Les responsables socialistes espagnols boudent le Polisario

Une réunion prévue cette après-midi entre une délégation du Polisario et des responsables du Parti Socialiste espagnol a été suspendue. Une divergence sur l’ordre du jour serait à l’origine du désaccord. La réunion un moment reportée, devrait finalement être annulée.

Une délégation du Polisario est, depuis lundi 14 février, en mission en Espagne rapportent plusieurs médias espagnols. Selon Bouchraya Beyoun, représentant de l’organisation indépendantiste sahraouie en Espagne, la délégation du Polisario devrait rencontrer plusieurs responsables des partis politiques espagnols.

Cette tournée devait donc débuter ce lundi à Madrid par une réunion avec des représentants du Parti Socialiste Ouvrier Espagnol (PSOE) d’où est issu l’actuel Premier ministre espagnol, José Luis Rodriguez Zapatero. La rencontre programmée pour cette après-midi n’a finalement pas eu lieu : les deux parties n’ont pas pu s’entendre sur l’ordre du jour.

La délégation du PSOE, qui devait être conduite par Marcelino Iglesias, secrétaire à l’Organisation, avait envisagé, pour cette rencontre, de servir de médiateur entre le Polisario et l’USFP, parti socialiste marocain, rapporte le quotidien espagnol El Pais sur son site. Les agences de presse EFE et Europa Press précisent également que le PSOE envisageait de renforcer ses relations avec le Polisario.

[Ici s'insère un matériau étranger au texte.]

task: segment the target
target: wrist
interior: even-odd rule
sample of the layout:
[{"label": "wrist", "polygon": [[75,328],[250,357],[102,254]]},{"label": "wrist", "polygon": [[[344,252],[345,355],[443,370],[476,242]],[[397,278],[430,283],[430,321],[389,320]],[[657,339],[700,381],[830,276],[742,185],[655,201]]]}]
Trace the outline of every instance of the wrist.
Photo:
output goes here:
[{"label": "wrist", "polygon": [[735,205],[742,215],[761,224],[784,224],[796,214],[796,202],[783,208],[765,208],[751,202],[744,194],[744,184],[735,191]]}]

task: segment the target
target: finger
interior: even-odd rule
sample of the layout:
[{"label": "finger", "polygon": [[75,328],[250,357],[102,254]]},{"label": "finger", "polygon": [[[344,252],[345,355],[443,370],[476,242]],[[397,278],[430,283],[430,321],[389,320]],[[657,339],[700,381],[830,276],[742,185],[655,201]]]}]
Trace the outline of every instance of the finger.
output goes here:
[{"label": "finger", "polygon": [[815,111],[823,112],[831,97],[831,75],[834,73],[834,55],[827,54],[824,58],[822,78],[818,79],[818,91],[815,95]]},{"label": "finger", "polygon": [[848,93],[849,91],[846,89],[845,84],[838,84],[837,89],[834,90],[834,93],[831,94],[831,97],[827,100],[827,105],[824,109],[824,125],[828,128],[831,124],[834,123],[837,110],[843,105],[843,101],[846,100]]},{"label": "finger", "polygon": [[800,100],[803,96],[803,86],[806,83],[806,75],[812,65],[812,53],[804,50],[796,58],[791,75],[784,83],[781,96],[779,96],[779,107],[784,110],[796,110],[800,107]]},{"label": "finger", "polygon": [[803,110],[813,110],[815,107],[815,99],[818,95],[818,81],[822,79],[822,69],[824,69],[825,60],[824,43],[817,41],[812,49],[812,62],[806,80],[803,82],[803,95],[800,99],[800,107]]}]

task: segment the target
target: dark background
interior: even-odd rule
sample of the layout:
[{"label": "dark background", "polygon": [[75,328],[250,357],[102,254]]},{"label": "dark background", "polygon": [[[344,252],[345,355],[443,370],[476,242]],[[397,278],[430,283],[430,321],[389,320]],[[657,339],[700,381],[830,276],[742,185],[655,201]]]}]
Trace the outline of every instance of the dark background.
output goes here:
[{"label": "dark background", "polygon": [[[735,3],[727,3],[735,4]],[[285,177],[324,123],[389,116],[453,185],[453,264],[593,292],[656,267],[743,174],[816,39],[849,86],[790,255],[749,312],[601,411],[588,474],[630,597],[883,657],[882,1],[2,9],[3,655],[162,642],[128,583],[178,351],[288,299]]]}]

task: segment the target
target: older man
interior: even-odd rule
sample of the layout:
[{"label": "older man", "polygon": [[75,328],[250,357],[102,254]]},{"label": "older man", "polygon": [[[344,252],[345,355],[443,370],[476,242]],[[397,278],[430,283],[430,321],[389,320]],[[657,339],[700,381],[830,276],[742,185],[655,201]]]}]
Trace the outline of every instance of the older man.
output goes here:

Le Polisario, pour sa part, a fait savoir hier qu’il envisageait plutôt de recevoir l’appui des socialistes espagnols pour l’organisation d’un référendum sur l’autodétermination des provinces du sud.

Cette situation cocasse aurait vraisemblablement amené Marcelino Iglesias à renoncer à assister aux débats, deux heures et demie seulement avant la rencontre prévue cette après-midi. Dans un bref communiqué, le PSOE a fait savoir qu’Iglesias n’assisterait pas à la rencontre, le Polisario ayant décidé à la dernière minute d’en modifier l’ordre du jour.

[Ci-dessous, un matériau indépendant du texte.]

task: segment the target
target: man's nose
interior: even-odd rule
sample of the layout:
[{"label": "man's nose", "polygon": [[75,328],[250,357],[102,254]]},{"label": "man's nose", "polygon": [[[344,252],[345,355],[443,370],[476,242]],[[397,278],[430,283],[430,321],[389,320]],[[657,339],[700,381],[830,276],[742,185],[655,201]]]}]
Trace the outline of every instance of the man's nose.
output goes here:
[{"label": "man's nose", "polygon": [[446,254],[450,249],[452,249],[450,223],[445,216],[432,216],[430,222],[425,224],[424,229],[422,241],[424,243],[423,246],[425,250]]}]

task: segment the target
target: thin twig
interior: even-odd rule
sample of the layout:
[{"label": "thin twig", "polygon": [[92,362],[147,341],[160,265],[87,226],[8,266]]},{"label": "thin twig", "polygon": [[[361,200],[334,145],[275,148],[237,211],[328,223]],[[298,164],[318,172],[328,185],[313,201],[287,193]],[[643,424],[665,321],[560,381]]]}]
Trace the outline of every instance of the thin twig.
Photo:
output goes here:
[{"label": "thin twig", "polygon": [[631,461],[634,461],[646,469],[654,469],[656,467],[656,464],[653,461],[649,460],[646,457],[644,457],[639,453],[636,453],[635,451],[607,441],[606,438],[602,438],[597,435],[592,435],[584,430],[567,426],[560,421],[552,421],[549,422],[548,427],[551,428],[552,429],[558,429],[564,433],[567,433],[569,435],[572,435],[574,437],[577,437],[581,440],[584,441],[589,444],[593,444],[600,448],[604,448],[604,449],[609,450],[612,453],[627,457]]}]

Elena Valenciano, secrétaire à la Politique internationale du PSOE, devait donc conduire la délégation socialiste à la place de Marcelino Iglesias. Devant son absence, les représentants du Polisario ont décidé de repousser la rencontre avec les socialistes espagnols. Aucune date n’a été avancée. EFE précise d’ailleurs que le PSOE envisagerait d’annuler la rencontre.

Le PSOE prudent

La réaction des responsables du PSOE ne surprend pas tellement. Ces derniers mois, le gouvernement espagnol s’est en effet montré favorable à des rapports stables avec Rabat. Les déclarations du ministre espagnol à la Présidence, Ramon Jáuregui (PSOE), en janvier dernier, l’ont d’ailleurs rappelé. Il avait non seulement conseillé au Polisario d’accepter la proposition marocaine, mais également assuré que le gouvernement espagnol, conduit par le PSOE, aimerait jouer un rôle déterminant dans la résolution du conflit sur le Sahara.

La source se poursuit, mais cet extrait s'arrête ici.